Theaters Get Tough With New Film

Two New York theaters have said they will not allow children under 17 to see Darren Aronofsky's unrated film Requiem for a Dream even if they're accompanied by parents.

In reporting on the move by the management of Loews Lincoln Plaza theater and UA's Union Square, New York Daily News film writer Jack Mathews comments today (Wednesday) that it "could turn theater operators into freelance moral guardians." Mathews goes on to describe the decision as "a knee-jerk response to the recent political furor" over movie content. (Surprisingly, that "furor" was not even touched on during Tuesday night's presidential debate.)

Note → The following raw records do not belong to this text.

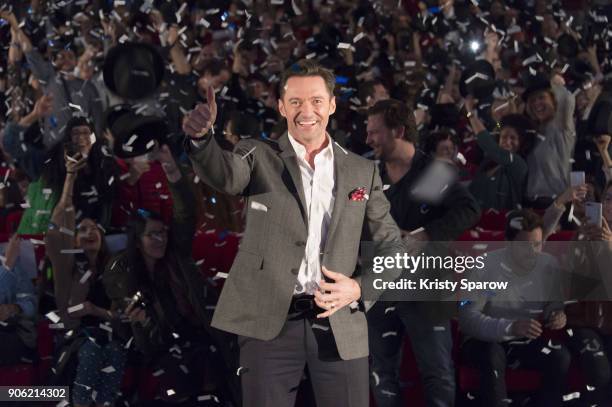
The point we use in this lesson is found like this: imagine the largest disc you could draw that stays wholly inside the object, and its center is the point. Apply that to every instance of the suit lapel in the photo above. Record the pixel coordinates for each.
(341, 173)
(289, 158)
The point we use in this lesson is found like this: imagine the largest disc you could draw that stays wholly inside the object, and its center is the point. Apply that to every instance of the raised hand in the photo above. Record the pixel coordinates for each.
(165, 158)
(12, 251)
(74, 164)
(527, 328)
(201, 119)
(43, 106)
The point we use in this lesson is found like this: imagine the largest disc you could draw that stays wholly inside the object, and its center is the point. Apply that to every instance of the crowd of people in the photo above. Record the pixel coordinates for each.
(513, 96)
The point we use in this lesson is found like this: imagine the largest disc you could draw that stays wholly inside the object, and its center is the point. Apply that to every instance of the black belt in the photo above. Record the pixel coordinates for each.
(303, 306)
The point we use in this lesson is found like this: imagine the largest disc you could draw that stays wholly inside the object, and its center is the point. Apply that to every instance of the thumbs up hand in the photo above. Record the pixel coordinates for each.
(201, 119)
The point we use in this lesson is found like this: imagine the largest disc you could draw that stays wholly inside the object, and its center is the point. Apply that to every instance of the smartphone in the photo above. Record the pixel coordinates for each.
(577, 178)
(594, 213)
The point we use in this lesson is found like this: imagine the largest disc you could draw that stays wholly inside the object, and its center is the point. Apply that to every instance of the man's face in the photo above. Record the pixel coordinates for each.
(66, 61)
(541, 107)
(509, 139)
(257, 89)
(380, 138)
(81, 138)
(307, 105)
(526, 247)
(446, 150)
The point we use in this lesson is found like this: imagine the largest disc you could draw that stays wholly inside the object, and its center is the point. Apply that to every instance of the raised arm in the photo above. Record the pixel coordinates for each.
(183, 210)
(229, 172)
(60, 237)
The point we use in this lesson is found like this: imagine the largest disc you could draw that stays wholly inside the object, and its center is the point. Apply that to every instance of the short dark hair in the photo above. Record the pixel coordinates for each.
(525, 129)
(367, 89)
(308, 67)
(524, 220)
(395, 115)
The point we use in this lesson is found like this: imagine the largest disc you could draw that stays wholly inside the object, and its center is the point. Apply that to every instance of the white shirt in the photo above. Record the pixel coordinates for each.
(319, 193)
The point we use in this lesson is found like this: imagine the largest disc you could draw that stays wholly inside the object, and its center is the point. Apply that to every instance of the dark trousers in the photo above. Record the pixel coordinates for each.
(431, 344)
(492, 358)
(271, 371)
(12, 349)
(594, 353)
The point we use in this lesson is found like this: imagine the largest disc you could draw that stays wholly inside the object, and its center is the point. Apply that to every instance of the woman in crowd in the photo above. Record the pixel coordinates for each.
(78, 255)
(170, 306)
(501, 180)
(589, 257)
(93, 191)
(17, 309)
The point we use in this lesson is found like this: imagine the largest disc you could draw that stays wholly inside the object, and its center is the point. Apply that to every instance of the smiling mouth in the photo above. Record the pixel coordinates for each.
(306, 124)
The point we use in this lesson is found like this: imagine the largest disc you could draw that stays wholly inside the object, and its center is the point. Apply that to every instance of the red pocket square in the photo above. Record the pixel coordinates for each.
(359, 194)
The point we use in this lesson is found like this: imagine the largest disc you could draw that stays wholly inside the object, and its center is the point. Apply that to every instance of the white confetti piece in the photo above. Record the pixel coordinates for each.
(72, 251)
(53, 317)
(571, 396)
(208, 397)
(75, 308)
(67, 231)
(248, 153)
(108, 369)
(439, 328)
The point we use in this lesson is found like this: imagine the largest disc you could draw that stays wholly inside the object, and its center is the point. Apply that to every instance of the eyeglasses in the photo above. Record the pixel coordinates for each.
(157, 234)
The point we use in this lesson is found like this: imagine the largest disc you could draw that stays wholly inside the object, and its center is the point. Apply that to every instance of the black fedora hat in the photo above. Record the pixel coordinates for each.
(478, 80)
(133, 70)
(134, 135)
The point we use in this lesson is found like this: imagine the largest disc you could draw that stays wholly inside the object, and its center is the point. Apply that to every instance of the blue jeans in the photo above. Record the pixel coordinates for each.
(99, 373)
(432, 346)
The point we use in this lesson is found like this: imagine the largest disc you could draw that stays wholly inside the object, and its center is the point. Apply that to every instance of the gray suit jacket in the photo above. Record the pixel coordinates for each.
(257, 294)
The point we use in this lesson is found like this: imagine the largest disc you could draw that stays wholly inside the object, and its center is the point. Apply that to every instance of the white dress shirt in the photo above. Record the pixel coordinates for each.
(319, 193)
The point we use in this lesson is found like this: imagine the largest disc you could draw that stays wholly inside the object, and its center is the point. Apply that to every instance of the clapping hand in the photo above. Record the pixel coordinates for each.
(201, 119)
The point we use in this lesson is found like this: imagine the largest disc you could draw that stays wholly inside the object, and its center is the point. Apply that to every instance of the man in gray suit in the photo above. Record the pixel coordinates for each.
(292, 294)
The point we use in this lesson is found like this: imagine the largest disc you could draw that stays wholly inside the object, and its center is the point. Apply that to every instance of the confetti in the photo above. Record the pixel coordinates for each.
(571, 396)
(75, 308)
(53, 317)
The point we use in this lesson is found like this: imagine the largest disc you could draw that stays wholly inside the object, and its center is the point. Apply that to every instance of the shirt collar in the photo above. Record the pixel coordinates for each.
(300, 150)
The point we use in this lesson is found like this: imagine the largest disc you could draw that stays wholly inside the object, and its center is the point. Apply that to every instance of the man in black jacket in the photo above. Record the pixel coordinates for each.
(391, 133)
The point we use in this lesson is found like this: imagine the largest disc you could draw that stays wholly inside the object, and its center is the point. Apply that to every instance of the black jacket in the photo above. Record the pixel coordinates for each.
(457, 212)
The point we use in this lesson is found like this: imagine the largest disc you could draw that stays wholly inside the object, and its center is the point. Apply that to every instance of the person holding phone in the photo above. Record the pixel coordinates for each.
(18, 306)
(75, 244)
(166, 302)
(507, 328)
(500, 180)
(591, 318)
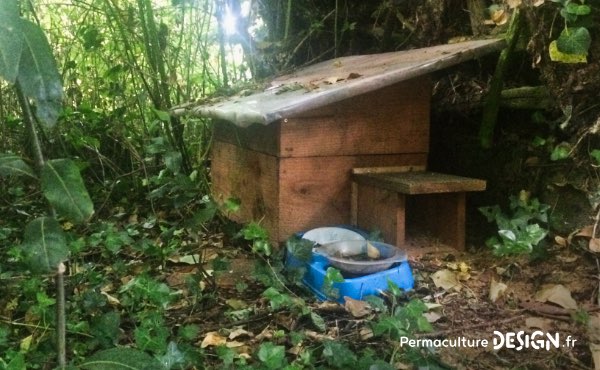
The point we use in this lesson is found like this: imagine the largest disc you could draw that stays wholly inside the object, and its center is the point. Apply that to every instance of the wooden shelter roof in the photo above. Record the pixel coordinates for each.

Mathews points out that the film was originally tagged with an NC-17 rating by the MPAA ratings board "because of a scene where two women are engaged in a demeaning sex act ... as part of a montage of several events dramatizing the dehumanizing power of drugs." Calling the theater owners' decision "political pandering" Mathews concludes: "The irony in all this is that no children under 17 would be interested in this movie if the would-be censors weren't singling it out, and that the teenagers who probably should see it won't be able to."

Today's Hollywood Reporter said that Artisan Entertainment, which is distributing Requiem, has agreed to make clear in ads for the film that no one 17 or younger will be admitted to any theater showing it.